In pattern mode: contineous areas of same class are filled by black and white patterns, which is suitable for black and white printers. But this mode allows much more - patterns can have any color and background of pattern is transparent rather then white, so patterned layer can be overlaid over other raster layers. Boundaries between areas with different classes (polygons) can be highlighted in this mode as well as in color mode.
Symbol mode: looks much like pattern mode and use same pattern sets as it. But it handles patterns differently. In pattern mode, patterns can be cut if polygon boundary crosses rectangle, representing pattern element. In symbol mode pattern elemet is interpreted like icon, which can be either drawn entirely, or not drawn at all. So visible area of map is divided into rectangular grid of size of pattern element and each cell of this grid is filled with pattern, apropriate for central point of this cell.

Differences between these thre modes are shown on following figure:

Low level objects

There are additional objects like rasters, palettes and pattern sets. But user seldom need to operate on them directly. They are primarily for developers of new layer types.

GIS operation

GIS operation like calculationg buffer zones or computing new layer from several existing are performed by separate utilities running in background. For user convinience there are tcl procedures which take one or more layer names as arguments and call appropriate utility.

Example of such procedure is interregion copy command, which tooks layer name and name of target region, determines projections and calls projection conversion program.

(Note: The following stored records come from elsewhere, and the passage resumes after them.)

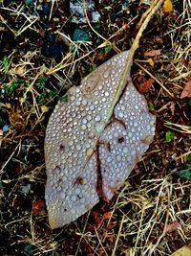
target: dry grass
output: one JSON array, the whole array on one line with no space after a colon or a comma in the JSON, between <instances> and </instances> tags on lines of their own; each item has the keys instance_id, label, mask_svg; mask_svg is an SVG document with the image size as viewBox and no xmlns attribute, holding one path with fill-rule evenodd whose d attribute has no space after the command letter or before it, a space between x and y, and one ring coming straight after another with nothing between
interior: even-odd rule
<instances>
[{"instance_id":1,"label":"dry grass","mask_svg":"<svg viewBox=\"0 0 191 256\"><path fill-rule=\"evenodd\" d=\"M59 1L51 1L50 20L56 4ZM74 82L79 83L74 80L76 74L82 78L95 64L128 48L125 35L130 39L133 37L141 11L136 17L130 15L121 27L110 22L107 33L102 23L103 35L90 22L85 25L84 28L99 38L99 43L74 42L62 29L57 29L54 34L69 48L60 61L54 61L42 57L40 47L32 37L28 39L32 41L27 42L31 47L29 51L21 47L28 38L26 33L40 34L40 17L26 10L23 2L18 6L11 2L6 7L1 2L0 31L11 31L21 48L13 47L0 60L0 115L8 117L10 127L0 138L0 240L7 236L6 242L0 244L0 251L7 255L5 246L10 246L11 255L31 255L26 250L26 246L31 245L32 255L159 256L170 255L191 241L191 184L180 175L184 166L190 164L191 115L189 100L180 99L191 76L191 2L177 0L174 4L172 13L159 11L154 16L154 25L143 35L132 68L138 88L139 77L155 80L145 94L158 118L150 151L111 204L101 202L74 223L53 232L45 208L35 215L32 206L32 202L44 197L43 138L47 119L67 89ZM131 1L130 11L134 5L135 1ZM140 6L148 9L147 5ZM70 17L63 27L68 23ZM157 33L153 27L158 29ZM113 49L109 55L104 54L108 46ZM162 53L153 57L152 66L143 54L159 48ZM18 78L20 81L16 83ZM47 86L44 78L49 79ZM46 96L43 98L43 95ZM169 130L175 133L167 142ZM27 186L30 192L24 195L22 189ZM108 216L104 217L106 213Z\"/></svg>"}]
</instances>

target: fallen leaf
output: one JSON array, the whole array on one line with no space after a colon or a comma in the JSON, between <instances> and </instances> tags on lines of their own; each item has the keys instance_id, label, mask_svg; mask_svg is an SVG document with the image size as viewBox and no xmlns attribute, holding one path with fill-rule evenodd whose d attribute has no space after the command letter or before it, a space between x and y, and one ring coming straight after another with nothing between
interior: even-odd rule
<instances>
[{"instance_id":1,"label":"fallen leaf","mask_svg":"<svg viewBox=\"0 0 191 256\"><path fill-rule=\"evenodd\" d=\"M180 99L183 99L185 97L191 98L191 78L189 78L188 81L185 83L185 86L180 95Z\"/></svg>"},{"instance_id":2,"label":"fallen leaf","mask_svg":"<svg viewBox=\"0 0 191 256\"><path fill-rule=\"evenodd\" d=\"M171 12L173 11L173 4L171 0L165 0L163 4L164 12Z\"/></svg>"},{"instance_id":3,"label":"fallen leaf","mask_svg":"<svg viewBox=\"0 0 191 256\"><path fill-rule=\"evenodd\" d=\"M147 60L152 67L155 65L155 61L153 60L153 58L149 58Z\"/></svg>"},{"instance_id":4,"label":"fallen leaf","mask_svg":"<svg viewBox=\"0 0 191 256\"><path fill-rule=\"evenodd\" d=\"M50 118L45 198L53 229L100 199L109 202L153 139L156 118L129 74L127 86L117 93L128 56L128 51L114 56L70 88L68 101L59 103Z\"/></svg>"},{"instance_id":5,"label":"fallen leaf","mask_svg":"<svg viewBox=\"0 0 191 256\"><path fill-rule=\"evenodd\" d=\"M153 85L155 80L154 79L148 79L144 81L142 83L138 85L138 90L141 93L146 93L150 89L150 87Z\"/></svg>"},{"instance_id":6,"label":"fallen leaf","mask_svg":"<svg viewBox=\"0 0 191 256\"><path fill-rule=\"evenodd\" d=\"M156 57L156 56L159 56L161 54L161 50L151 50L149 52L144 53L144 56L146 57Z\"/></svg>"},{"instance_id":7,"label":"fallen leaf","mask_svg":"<svg viewBox=\"0 0 191 256\"><path fill-rule=\"evenodd\" d=\"M11 71L12 71L13 74L22 77L24 75L24 73L26 72L26 66L24 66L24 65L22 65L22 66L17 65Z\"/></svg>"},{"instance_id":8,"label":"fallen leaf","mask_svg":"<svg viewBox=\"0 0 191 256\"><path fill-rule=\"evenodd\" d=\"M113 212L107 212L107 213L104 213L104 215L102 216L101 218L101 221L98 222L97 226L96 226L96 229L98 230L100 228L100 226L102 225L103 223L103 221L105 220L108 220L108 219L111 219L113 216Z\"/></svg>"},{"instance_id":9,"label":"fallen leaf","mask_svg":"<svg viewBox=\"0 0 191 256\"><path fill-rule=\"evenodd\" d=\"M0 147L2 143L2 138L3 138L3 129L0 129Z\"/></svg>"},{"instance_id":10,"label":"fallen leaf","mask_svg":"<svg viewBox=\"0 0 191 256\"><path fill-rule=\"evenodd\" d=\"M181 248L176 250L170 256L190 256L191 255L191 244L184 245Z\"/></svg>"},{"instance_id":11,"label":"fallen leaf","mask_svg":"<svg viewBox=\"0 0 191 256\"><path fill-rule=\"evenodd\" d=\"M49 107L46 106L46 105L42 105L42 106L41 106L41 111L42 111L42 113L46 113L46 112L49 111Z\"/></svg>"},{"instance_id":12,"label":"fallen leaf","mask_svg":"<svg viewBox=\"0 0 191 256\"><path fill-rule=\"evenodd\" d=\"M180 223L178 221L173 221L172 223L168 224L166 227L166 233L170 233L176 231L180 227Z\"/></svg>"},{"instance_id":13,"label":"fallen leaf","mask_svg":"<svg viewBox=\"0 0 191 256\"><path fill-rule=\"evenodd\" d=\"M33 215L39 215L44 211L45 202L42 199L32 202L32 211Z\"/></svg>"}]
</instances>

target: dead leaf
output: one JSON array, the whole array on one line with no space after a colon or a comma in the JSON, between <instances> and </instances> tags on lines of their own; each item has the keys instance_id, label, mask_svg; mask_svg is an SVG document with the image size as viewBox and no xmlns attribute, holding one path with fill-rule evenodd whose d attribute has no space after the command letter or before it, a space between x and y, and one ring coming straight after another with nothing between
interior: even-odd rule
<instances>
[{"instance_id":1,"label":"dead leaf","mask_svg":"<svg viewBox=\"0 0 191 256\"><path fill-rule=\"evenodd\" d=\"M148 79L144 81L142 83L138 85L138 90L141 93L146 93L150 89L150 87L153 85L155 80L154 79Z\"/></svg>"},{"instance_id":2,"label":"dead leaf","mask_svg":"<svg viewBox=\"0 0 191 256\"><path fill-rule=\"evenodd\" d=\"M173 221L172 223L168 224L166 227L166 233L170 233L176 231L180 227L180 223L178 221Z\"/></svg>"},{"instance_id":3,"label":"dead leaf","mask_svg":"<svg viewBox=\"0 0 191 256\"><path fill-rule=\"evenodd\" d=\"M183 99L185 97L191 98L191 78L189 78L188 81L185 83L185 86L180 95L180 99Z\"/></svg>"},{"instance_id":4,"label":"dead leaf","mask_svg":"<svg viewBox=\"0 0 191 256\"><path fill-rule=\"evenodd\" d=\"M22 77L24 75L24 73L26 72L26 66L17 65L11 71L12 71L13 74Z\"/></svg>"},{"instance_id":5,"label":"dead leaf","mask_svg":"<svg viewBox=\"0 0 191 256\"><path fill-rule=\"evenodd\" d=\"M171 12L173 11L173 4L171 0L165 0L163 4L164 12Z\"/></svg>"},{"instance_id":6,"label":"dead leaf","mask_svg":"<svg viewBox=\"0 0 191 256\"><path fill-rule=\"evenodd\" d=\"M46 112L49 111L49 107L46 106L46 105L42 105L42 106L41 106L41 111L42 111L42 113L46 113Z\"/></svg>"},{"instance_id":7,"label":"dead leaf","mask_svg":"<svg viewBox=\"0 0 191 256\"><path fill-rule=\"evenodd\" d=\"M176 250L170 256L190 256L191 255L191 244L184 245L181 248Z\"/></svg>"},{"instance_id":8,"label":"dead leaf","mask_svg":"<svg viewBox=\"0 0 191 256\"><path fill-rule=\"evenodd\" d=\"M128 56L114 56L70 88L67 103L50 118L45 198L52 228L76 220L99 199L109 202L152 141L156 118L128 74L126 88L117 94Z\"/></svg>"},{"instance_id":9,"label":"dead leaf","mask_svg":"<svg viewBox=\"0 0 191 256\"><path fill-rule=\"evenodd\" d=\"M153 58L149 58L147 60L152 67L155 65L155 61L153 60Z\"/></svg>"},{"instance_id":10,"label":"dead leaf","mask_svg":"<svg viewBox=\"0 0 191 256\"><path fill-rule=\"evenodd\" d=\"M3 138L3 129L0 129L0 147L2 143L2 138Z\"/></svg>"},{"instance_id":11,"label":"dead leaf","mask_svg":"<svg viewBox=\"0 0 191 256\"><path fill-rule=\"evenodd\" d=\"M151 50L149 52L144 53L144 56L147 57L156 57L156 56L159 56L161 54L161 50L158 49L158 50Z\"/></svg>"},{"instance_id":12,"label":"dead leaf","mask_svg":"<svg viewBox=\"0 0 191 256\"><path fill-rule=\"evenodd\" d=\"M98 224L96 226L96 229L98 230L101 227L101 225L103 223L103 221L108 220L108 219L111 219L112 216L113 216L113 212L104 213L104 215L101 218L101 221L98 222Z\"/></svg>"}]
</instances>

In some cases such procedures need to perform sufficient preprocessing of user-supplied arguments

Utilities

GIS processing utilities are more general than fGIS. They use just data files and user-supplied arguments. So they can be used separately from fGIS, for example by users of EPPL7 GIS. Utilities are designed for batch environment, so they use exit codes to report status and stdin/stdout to recieve and return values which are not fit in command line. Important concept of these utilities is that user shouldn't worry about raster cell size. All utilites which operate on several raster files are able to deal with files with different cell sizes as long as there is non-empty intersection in terms of real-world coordinates.

Data access library

Both low-level Tcl objects (rasters, vectors) and utilites use common C library to access data files. This library provides appropriately high-level framework for those who want implement own data analysis algorithmes. For example it includes iterator routines, which recieve user-written function and open raster file and perform this function on every cell of given file. While library operates primarily in terms of raster cells (which can be important for cellular automata algorithmes, which need to distinguish between ``this cell'' and ``neighbouring cell'') it provides ways to process files with different cell sizes simulateously.